Originating from InsideEVs, the rumor suggested that Renault was looking to boost its low electric car sales figures by switching from an unpopular battery rental system — where owners pay a monthly rental charge to Renault in exchange for guaranteed battery reliability, service and life — to a sales model in which the battery is included in the price of the vehicle.
Citing an interview between the New York Times and Jérôme Stoll, head of sales for Renault, InsideEVs suggested that a recently-introduced low-useage rental tariff for ZOE drivers was a sign that battery rental would soon give way to more traditional purchase models.
This was already apparent, the site said, because Renault was already offering its ZOE electric car in Norway with the battery pack included. Here’s what the site predicted:
Our prediction is that slowly but surely Renault will abandon the battery rental program in favor of outright selling its EVs. The automaker’s dwindling EV sales will convince it to make the switch. As nearly all of of our commenters have mentioned, this battery rental idea is what’s holding Renault back. Look for it to change soon.
Norway “A special case”
Having talked to Renault directly, we can tell you that its decision to sell the ZOE electric car in Norway with the battery pack included is an exception to the rule.That’s because Norway offers the best purchase incentives in the world for anyone buying an electric car, including zero purchase tax, free parking and charging, and permission to drive your electric car in bus lanes.
Under existing law, Renault’s battery lease model would be eligible for the usual Value Added Tax (VAT) added to the price of services and goods in Norway, because it would be offered separate from the car.
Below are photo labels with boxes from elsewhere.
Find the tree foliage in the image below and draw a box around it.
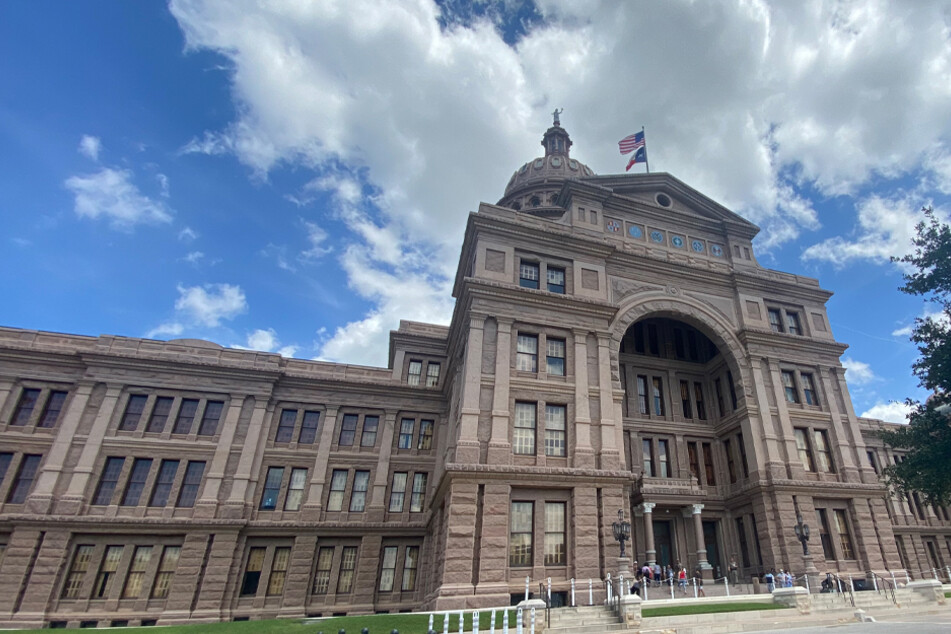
[881,208,951,505]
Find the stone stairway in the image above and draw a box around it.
[545,605,626,634]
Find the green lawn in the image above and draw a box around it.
[641,603,786,618]
[96,610,520,634]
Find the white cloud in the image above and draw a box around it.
[860,401,911,423]
[231,328,298,357]
[79,134,102,161]
[842,357,878,385]
[175,284,248,327]
[170,0,951,363]
[65,167,172,230]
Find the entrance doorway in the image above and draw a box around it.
[654,520,675,566]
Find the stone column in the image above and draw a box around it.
[488,318,512,464]
[693,504,711,570]
[641,502,657,566]
[572,329,595,468]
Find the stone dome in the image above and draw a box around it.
[498,119,595,210]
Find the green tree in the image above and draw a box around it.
[881,207,951,505]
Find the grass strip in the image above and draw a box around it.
[641,603,787,619]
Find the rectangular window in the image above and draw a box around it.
[651,376,664,416]
[152,546,182,599]
[723,440,736,484]
[409,473,427,513]
[175,460,205,509]
[406,360,423,385]
[518,262,538,288]
[545,502,568,566]
[122,458,152,506]
[396,418,416,449]
[713,379,725,417]
[786,310,802,335]
[389,471,408,512]
[687,442,700,483]
[416,420,433,451]
[693,381,707,420]
[92,458,125,506]
[380,546,399,592]
[657,439,671,478]
[241,547,267,597]
[509,502,534,567]
[515,334,538,372]
[337,546,357,594]
[350,471,370,513]
[10,388,40,427]
[780,370,799,403]
[146,396,175,434]
[703,442,717,486]
[813,429,835,473]
[545,339,565,376]
[198,401,225,436]
[284,468,307,511]
[274,409,297,442]
[63,544,95,599]
[793,427,816,472]
[267,546,291,597]
[799,372,819,406]
[360,416,380,447]
[637,374,649,416]
[172,398,198,434]
[327,469,348,511]
[736,434,750,478]
[512,403,536,456]
[119,394,149,431]
[337,414,357,447]
[149,460,178,506]
[426,361,439,387]
[766,308,783,332]
[548,266,565,295]
[92,546,123,599]
[36,391,67,429]
[297,411,320,445]
[545,405,567,458]
[314,546,334,594]
[641,438,656,478]
[680,381,693,418]
[401,546,419,592]
[260,467,284,511]
[7,454,43,504]
[122,546,152,599]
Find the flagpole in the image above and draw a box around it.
[641,126,651,174]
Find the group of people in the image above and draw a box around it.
[763,568,795,592]
[634,562,707,597]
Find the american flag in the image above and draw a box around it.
[617,130,644,156]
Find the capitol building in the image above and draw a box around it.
[0,122,951,628]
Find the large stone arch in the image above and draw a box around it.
[609,288,753,401]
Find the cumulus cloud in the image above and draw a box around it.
[842,357,878,385]
[66,167,172,231]
[79,134,102,161]
[170,0,951,362]
[860,401,911,423]
[231,328,298,357]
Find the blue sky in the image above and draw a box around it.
[0,0,951,420]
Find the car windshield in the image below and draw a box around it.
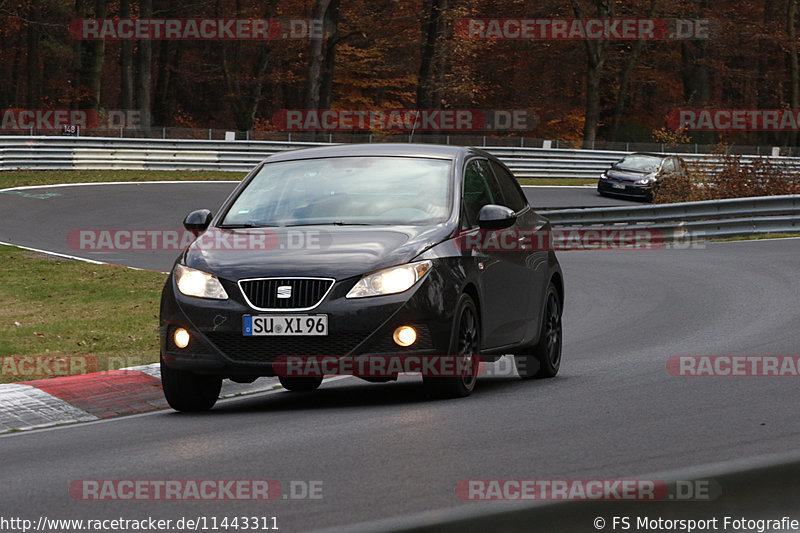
[221,157,451,227]
[614,155,661,172]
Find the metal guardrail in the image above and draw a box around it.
[542,195,800,241]
[318,452,800,533]
[0,136,800,179]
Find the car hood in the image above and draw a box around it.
[182,224,454,281]
[606,168,653,181]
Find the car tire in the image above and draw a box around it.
[161,361,222,412]
[514,282,562,379]
[422,294,481,398]
[278,376,322,392]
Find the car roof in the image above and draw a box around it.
[625,152,672,159]
[266,143,492,163]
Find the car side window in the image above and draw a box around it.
[489,161,528,213]
[461,159,503,229]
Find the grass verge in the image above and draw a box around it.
[0,170,247,189]
[0,246,166,383]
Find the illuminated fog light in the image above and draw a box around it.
[392,326,417,346]
[175,328,191,348]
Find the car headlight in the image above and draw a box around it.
[174,265,228,300]
[347,261,433,298]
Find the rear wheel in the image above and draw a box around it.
[161,361,222,412]
[422,294,481,398]
[514,282,562,379]
[278,376,322,392]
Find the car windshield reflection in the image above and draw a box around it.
[220,157,451,228]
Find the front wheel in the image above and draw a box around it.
[422,294,481,398]
[278,376,322,392]
[161,361,222,412]
[514,282,562,379]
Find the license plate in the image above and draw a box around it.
[242,315,328,337]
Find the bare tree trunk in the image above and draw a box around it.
[25,2,42,109]
[218,0,278,131]
[71,0,86,109]
[136,0,153,131]
[417,0,448,109]
[119,0,133,110]
[81,0,108,109]
[786,0,800,146]
[608,0,658,141]
[571,0,617,143]
[306,0,339,109]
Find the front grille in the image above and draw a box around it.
[206,332,367,363]
[239,278,333,310]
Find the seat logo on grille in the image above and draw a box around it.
[278,285,292,300]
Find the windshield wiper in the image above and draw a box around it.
[283,220,378,228]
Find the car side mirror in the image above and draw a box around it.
[478,204,517,229]
[183,209,214,235]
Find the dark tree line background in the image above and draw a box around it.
[0,0,800,145]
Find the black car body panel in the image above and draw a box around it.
[160,144,563,379]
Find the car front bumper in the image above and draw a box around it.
[159,269,457,378]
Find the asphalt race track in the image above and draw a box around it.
[0,182,636,271]
[0,184,800,532]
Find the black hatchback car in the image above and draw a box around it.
[160,144,564,411]
[597,153,687,201]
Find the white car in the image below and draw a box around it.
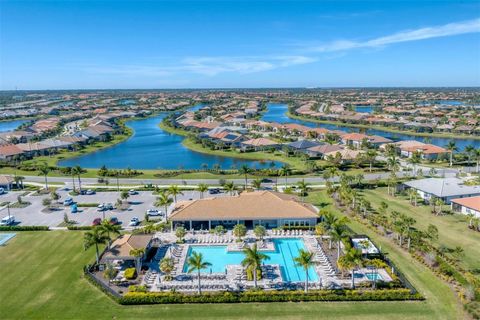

In order to compete directly with its rivals in the marketplace, Renault made the decision in Norway to sell the car with the battery pack, enabling it to be eligible for the special tax exemption.
Leasing to remain for other markets
“We still see battery rental as the most advantageous solution for customers,” said Renault in an official email to Transport Evolved yesterday. “However, battery leasing is as a whole excluded from the Norwegian incentive. In so far as the evolution of this principle is not planned for 2014, our position is less favorable than on all other markets.”
It’s worth pointing out too that outright battery purchase is only offered by Renault on its ZOE electric car. Since the Kangoo Z.E. is a commercial vehicle and therefore its owners can claim back any VAT added to the battery rental, Renault still operates a battery lease model for its Kangoo Z.E. customers in Norway.
Similarly, the tiny Twizy, technically a quadricycle rather than a car, does not fall under the same incentives as full-size electric cars. As a consequence it too is offered with battery leasing instead of purchasing in Norway.
For now then, the message is clear: Renault still believes the best way of offering affordable electric cars is to sell customers the cars but lease them the battery packs. And it isn’t about to ditch the battery rental model for outright ownership.
Will it ever? That’s a tough one, but if our conversations with Renault executives over the past few years are anything to go by, we’d say battery rental for all of Renault’s electric fleet is around to stay.
But which do you prefer, and why? Have you been put off buying a Renault because of the battery lease price? Or do you think leasing the battery is the best way to ensure you’ll never be left with a dead battery?